“The exhibition “A tiger comes to the forest and has breakfast” opened on June 7, 2019 and was timed to coincide with the launch of a new clothing brand ADLR. The project in Richter space was designed to show how art and fashion, being a single database, can create a common field for expanding the boundaries of their own audience and forms of artistic expression”, – said curators of the project Victoria Cherniavskaya and Kirill Proskoryakov.
The ADLR designers gave special importance to the character of the Tigger from “Winnie the Pooh’s Adventures”. The children’s favourite has qualities that are not related to the idea of a “pleasant” hero – bloated ego, pride, hyperactivity, which gives him a hidden disorder. All this is combined with excessive curiosity, because of which the animal often gets into unwanted situations. Ultimately, Tigger is not just a child’s teddy character, but a “planted” bait that helps to view reality from the most unexpected angles.

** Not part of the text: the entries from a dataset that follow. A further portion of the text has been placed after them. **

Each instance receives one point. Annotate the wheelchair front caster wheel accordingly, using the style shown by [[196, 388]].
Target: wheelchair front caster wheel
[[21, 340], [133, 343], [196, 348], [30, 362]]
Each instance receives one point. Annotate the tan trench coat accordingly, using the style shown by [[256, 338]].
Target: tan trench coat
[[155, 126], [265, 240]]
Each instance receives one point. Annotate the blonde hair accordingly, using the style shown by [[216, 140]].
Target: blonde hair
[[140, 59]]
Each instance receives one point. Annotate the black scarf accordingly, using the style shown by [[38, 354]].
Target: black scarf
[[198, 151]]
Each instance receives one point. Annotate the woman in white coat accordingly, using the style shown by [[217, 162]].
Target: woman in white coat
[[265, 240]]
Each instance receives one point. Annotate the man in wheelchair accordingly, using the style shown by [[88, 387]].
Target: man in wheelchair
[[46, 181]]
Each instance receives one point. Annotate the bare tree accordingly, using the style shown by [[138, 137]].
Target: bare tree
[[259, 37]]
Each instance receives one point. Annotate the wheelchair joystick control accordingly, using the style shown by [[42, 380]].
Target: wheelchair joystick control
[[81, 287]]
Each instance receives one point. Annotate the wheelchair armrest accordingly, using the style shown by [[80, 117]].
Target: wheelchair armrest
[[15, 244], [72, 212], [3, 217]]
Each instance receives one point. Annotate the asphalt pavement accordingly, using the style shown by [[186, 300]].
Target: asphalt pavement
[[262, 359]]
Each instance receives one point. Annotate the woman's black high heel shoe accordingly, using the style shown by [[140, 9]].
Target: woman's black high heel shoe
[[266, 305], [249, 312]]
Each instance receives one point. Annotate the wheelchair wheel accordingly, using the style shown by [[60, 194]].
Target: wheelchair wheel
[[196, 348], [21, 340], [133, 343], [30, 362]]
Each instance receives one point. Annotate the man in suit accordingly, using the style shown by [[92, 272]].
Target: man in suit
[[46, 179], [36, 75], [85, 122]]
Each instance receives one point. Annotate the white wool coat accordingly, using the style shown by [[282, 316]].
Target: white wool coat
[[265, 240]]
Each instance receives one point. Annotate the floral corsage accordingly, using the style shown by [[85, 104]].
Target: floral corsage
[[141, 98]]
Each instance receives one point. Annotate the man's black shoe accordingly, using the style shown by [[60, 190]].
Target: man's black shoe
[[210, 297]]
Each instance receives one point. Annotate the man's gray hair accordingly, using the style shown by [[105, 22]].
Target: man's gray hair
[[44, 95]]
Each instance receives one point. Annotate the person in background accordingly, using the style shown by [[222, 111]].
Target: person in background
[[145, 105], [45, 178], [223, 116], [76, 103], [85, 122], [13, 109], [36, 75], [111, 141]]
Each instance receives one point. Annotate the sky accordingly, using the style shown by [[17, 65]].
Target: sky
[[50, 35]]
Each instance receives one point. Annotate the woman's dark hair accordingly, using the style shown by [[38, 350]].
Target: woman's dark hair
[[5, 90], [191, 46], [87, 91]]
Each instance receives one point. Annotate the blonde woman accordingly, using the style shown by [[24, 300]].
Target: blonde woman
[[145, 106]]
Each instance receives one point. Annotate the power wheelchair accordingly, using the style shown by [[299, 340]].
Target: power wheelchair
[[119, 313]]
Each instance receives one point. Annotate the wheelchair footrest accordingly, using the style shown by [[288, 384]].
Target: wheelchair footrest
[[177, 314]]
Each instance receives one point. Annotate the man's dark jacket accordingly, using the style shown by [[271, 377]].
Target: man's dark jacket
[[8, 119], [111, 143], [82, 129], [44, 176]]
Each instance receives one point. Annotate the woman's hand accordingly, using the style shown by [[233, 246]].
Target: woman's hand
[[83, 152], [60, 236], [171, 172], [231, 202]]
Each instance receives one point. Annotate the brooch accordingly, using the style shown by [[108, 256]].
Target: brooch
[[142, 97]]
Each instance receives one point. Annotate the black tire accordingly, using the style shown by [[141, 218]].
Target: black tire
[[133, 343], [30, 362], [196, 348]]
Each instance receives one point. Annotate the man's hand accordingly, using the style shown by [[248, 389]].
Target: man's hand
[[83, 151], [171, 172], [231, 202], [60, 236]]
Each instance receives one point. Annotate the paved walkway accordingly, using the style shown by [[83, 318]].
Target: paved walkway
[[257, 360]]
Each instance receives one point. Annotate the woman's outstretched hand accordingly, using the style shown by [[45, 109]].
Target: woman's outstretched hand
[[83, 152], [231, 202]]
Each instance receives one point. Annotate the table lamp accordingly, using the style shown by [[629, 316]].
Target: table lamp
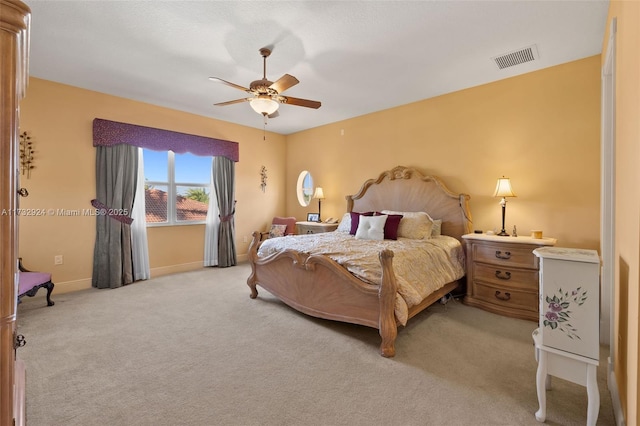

When the ADLR brand invited me to participate in this project, I started by saying that the cartoon about Winnie the Pooh in our memory exists in two versions – American and Soviet. An important difference between these two schools of animation is a different approach to working with the character’s body: in the American tradition, heroes can grow and lengthen limbs, matter can flow from one state to another, in the Soviet – proportions are usually fixed. At the same time, it is no secret that these two schools of animation broadcast different ideologies, being essentially two “conveyors of values”. I decided to leave this moment in brackets and to take into account only the comparison of the two formal approaches. Tigger’s colleagues join in, and a sinister party begins.